Figure 1.

DNA pol λ knockdown induces cell cycle delay. (a) RT–PCR measuring the mRNA levels for the POLL gene in HeLa cells after 48 h from transfection with siRNA oligonucleotides. NT, not transfected; SI, scrambled control; si97, si98, POLL-specific siRNAs. RT, PCR, negative controls. DDX3 (GenBank acc. no. NM_001193417) was used as a reference housekeeping gene. The normalized ratio of the intensity of POLL-specific products in SI versus si98 is indicated on bottom of the panel. (b) Western blot analysis of protein levels of DNA pol λ in HeLa cells after 24, 48 and 72 h from transfection with siRNA oligonucleotides. SI, scrambled control; si97, si98, POLL-specific siRNAs. Tubulin was used as the loading control.
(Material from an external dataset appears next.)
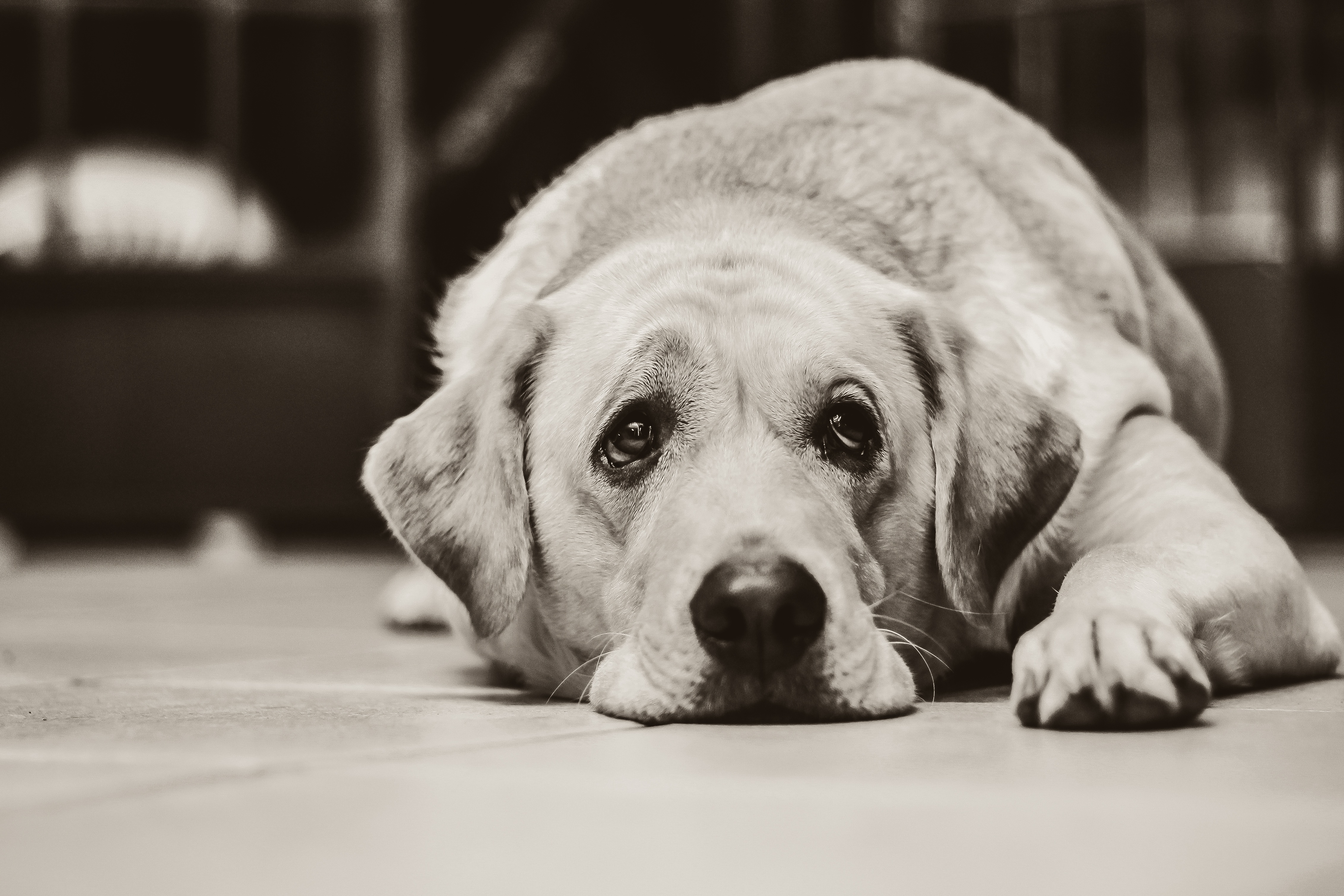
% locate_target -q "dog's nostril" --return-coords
[691,556,827,674]
[695,600,747,641]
The normalized ratios of the intensity of DNA pol λ specific signal in SI versus si98 are indicated on bottom of the panel. (c) Percentage of S phase HeLa cells at different times after transfection with the SI scrambled control or the anti-POLL-specific si98 siRNA as determined by flow cytometry. Each measurement was performed in triplicate. Error bars are SD. P-values were calculated by two-tailed Student’s t-test. (d) Western blot analysis of protein levels of DNA pol λ in U2KDL cells after 24, 48 and 72 h of doxycycline induction. Actin was used as loading control. The normalized ratios of the intensity of DNA pol λ-specific signal in control (t₀) versus silenced cells are indicated on bottom of the panel. (e) As in panel d, but at longer time points of induction. (f) Grey bars: percentage of S phase U2KDL cells at different times after doxycycline induction as determined by flow cytometry. Black bar, percentage of S phase U2OS cells ectopically overexpressing DNA pol λ at 48 h. Each measurement was performed in triplicate. Error bars are SD. P-values were calculated by two-tailed Student’s t-test.